Red-breasted Nuthatch                      Derek Rogers
During last Fall and Winter, you'd have been hard pressed to find a Red-breasted Nuthatch around Long Island. Some of their historic breeding sites, like the pitch pine forests at Brookhaven National Lab,  did hold this species throughout the year. But, for the most part, there was little movement. This year has been a different story. Solid numbers of Red-breasted Nuthatches started getting reported in the late Summer months islandwide. This relatively early arrival time has been, in the past, known to signify a finch irruption. For Long Island, this generally means that the winter finches (Pine Siskin, Purple Finch, Crossbills, and Redpolls) might move south and visit our beaches, forests, and bird feeders. The photo on the right shows a classic view of a Red-breasted Nuthatch. I particularly like the perspective of this shot, the bird's classic, clinging and curious stance, and the background color composition. Another classic iScope image with my Meopix Adapter.

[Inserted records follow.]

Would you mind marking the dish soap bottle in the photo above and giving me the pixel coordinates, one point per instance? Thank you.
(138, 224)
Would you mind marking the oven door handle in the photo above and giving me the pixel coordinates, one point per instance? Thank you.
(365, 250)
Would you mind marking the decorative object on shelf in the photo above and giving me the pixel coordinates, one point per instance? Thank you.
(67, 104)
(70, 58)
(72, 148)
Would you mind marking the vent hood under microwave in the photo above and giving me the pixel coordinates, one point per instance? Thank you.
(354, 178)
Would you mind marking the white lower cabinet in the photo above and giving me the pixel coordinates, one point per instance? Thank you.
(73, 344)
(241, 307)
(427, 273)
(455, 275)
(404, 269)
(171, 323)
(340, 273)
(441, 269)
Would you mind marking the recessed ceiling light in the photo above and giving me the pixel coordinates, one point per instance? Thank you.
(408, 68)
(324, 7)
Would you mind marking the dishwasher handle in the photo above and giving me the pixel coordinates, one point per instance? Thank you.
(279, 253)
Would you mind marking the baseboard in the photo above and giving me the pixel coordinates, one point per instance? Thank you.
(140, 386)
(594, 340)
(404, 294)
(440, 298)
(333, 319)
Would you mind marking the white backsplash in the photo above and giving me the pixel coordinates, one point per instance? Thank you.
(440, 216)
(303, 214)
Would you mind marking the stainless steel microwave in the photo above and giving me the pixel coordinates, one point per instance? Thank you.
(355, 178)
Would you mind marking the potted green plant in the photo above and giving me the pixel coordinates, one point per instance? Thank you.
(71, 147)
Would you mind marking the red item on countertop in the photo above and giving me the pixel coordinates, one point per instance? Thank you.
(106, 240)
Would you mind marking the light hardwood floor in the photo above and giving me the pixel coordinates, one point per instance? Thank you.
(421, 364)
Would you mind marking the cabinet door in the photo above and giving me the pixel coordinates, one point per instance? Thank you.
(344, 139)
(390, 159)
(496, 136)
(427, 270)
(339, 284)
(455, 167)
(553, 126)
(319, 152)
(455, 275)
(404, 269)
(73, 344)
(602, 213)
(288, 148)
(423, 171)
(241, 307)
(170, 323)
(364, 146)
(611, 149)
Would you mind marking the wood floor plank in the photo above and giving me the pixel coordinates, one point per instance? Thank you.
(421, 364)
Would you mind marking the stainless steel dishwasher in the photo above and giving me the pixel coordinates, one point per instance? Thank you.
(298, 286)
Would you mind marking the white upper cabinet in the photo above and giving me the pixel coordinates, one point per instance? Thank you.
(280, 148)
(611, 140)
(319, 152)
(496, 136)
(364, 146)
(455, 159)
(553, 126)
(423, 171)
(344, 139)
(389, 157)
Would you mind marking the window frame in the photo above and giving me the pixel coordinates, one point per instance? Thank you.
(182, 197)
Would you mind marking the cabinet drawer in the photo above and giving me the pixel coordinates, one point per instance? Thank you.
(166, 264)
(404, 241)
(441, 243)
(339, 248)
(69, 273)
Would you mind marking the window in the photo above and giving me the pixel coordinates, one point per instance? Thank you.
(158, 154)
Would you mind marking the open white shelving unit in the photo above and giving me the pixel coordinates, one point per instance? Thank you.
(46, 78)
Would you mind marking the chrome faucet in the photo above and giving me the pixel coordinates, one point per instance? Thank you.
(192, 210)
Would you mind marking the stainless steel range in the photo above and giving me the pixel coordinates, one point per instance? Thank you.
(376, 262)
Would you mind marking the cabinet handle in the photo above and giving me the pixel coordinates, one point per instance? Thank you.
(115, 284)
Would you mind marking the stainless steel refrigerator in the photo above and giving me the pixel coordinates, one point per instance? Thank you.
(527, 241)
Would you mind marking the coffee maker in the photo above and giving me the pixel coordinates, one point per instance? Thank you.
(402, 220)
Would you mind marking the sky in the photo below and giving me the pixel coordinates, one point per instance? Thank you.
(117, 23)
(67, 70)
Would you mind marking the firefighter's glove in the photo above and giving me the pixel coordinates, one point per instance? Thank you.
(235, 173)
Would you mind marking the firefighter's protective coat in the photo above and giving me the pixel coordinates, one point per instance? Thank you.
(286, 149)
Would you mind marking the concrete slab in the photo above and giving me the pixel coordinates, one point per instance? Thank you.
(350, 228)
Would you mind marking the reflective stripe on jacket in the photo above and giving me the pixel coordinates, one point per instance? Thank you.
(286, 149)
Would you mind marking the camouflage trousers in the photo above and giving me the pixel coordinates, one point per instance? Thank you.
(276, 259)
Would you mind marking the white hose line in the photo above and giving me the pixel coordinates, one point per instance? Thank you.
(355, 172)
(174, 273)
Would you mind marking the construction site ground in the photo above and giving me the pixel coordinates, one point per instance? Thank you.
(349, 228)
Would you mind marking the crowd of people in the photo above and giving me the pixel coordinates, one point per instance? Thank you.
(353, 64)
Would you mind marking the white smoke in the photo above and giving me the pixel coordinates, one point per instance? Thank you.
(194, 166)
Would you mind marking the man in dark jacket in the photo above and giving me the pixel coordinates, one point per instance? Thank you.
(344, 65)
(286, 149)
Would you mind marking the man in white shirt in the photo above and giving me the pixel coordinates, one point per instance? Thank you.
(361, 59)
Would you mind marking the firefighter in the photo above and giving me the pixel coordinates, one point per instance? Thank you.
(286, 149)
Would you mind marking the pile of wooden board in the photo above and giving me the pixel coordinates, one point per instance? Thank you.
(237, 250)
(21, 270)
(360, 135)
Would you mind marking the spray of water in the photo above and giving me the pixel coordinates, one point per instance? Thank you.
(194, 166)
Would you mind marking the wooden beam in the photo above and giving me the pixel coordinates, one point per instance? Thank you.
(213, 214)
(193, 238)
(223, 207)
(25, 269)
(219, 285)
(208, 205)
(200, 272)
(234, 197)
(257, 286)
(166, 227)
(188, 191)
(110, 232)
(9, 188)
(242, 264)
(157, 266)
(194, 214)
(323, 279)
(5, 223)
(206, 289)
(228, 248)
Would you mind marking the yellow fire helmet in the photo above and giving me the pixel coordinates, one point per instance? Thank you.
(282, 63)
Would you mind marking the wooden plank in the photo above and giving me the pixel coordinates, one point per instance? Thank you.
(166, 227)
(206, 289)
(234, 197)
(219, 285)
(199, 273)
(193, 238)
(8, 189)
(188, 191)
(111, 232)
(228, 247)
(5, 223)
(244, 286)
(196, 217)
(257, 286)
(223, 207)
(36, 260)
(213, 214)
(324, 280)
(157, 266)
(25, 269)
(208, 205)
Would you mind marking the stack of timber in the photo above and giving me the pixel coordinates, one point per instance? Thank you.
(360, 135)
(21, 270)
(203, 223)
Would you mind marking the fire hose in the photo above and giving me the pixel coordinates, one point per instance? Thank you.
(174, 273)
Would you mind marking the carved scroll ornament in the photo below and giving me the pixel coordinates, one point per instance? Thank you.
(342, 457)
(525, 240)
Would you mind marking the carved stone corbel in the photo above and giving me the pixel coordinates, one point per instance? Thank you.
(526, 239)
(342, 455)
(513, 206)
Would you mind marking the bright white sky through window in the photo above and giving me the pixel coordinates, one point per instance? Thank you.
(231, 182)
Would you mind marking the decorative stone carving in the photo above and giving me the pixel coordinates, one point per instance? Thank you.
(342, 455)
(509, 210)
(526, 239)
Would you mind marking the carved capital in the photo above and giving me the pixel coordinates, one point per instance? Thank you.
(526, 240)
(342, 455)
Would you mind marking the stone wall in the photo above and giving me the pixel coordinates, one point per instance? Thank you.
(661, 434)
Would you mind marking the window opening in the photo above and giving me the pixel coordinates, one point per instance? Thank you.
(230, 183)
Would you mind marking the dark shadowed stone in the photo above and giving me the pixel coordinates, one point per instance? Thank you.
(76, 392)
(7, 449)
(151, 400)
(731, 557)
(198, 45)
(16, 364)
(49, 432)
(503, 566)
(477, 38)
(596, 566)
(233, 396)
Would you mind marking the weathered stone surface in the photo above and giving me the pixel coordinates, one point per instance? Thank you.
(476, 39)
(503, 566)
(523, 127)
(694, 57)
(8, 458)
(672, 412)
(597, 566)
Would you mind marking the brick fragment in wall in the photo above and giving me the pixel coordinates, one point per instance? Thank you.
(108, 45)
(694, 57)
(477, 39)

Purple Finch                                 Derek Rogers
On September 13th, I viewed my first Purple Finches of the season at The Conservancy's Edward J. Dorothy C. Kempf Preserve in Wading River. There were 7 individuals bathing and resting within a small ephemeral area beside a brackish creek. Some earlier Purple reports from across the Island had me thinking that I'd soon to run into my first of Fall birds. Since then, I've been seeing Purple Finch regularly, and now daily, since a group of 7 birds have decided to set up camp at my house on October 2nd. I've been enjoying the viewing 2 colorful males and and 5 well-marked females since that date. Purple Finches are generally more of a northern nesting bird. They are widely distributed throughout North America but their range usually tends to encompass more of the northern tier of the continent with the exception of large irruption years.
Next on the list were Pine Siskins. Early Siskin reports began filtering in along Long Island's barrier beaches. I noticed my first flock of the season in Field 2 at Robert Moses State Park while birding with Chase Cammarota. A group of 2 dozen birds flew across the north hedgerow heading west. Their classic "kdeew" flight call immediately caught our attention as they flew by. These early reports would soon give way to enormous, record-setting numbers as weeks later I noticed almost 2,000 individuals at Smith Point County Park. It's one thing to see birds moving quickly in flight, and it can be frustrating. But there's nothing like having a large finch flock visit your home bird feeders. On October 12th I counted 38 Pine Siskins at my bird feeders in Sayville. They were tame Siskins as well, allowing me to walk within 5 feet of them while feeding. Again, I managed some great shots with my Meopix Adapter and took this fun video as well (if the pixelation is poor feel free to view the video on my Flickr link). Look for Pine Siskins at your bird feeders this winter. If you're lucky, you'll get some really vibrant birds showing brighter yellow wing bars and edging. My flock of 38 contained some real beauties.

video

I'll remain hopeful that some of the more uncommon species make their way south to Long Island. Seeing Redpolls and Crossbills at close-range in the Black Pines of our barrier beaches is an experience that is difficult to top. Redpolls are one of my favorite bird species and seeing them on Long Island only further fuels my fascination for the Arctic and the Northern forests.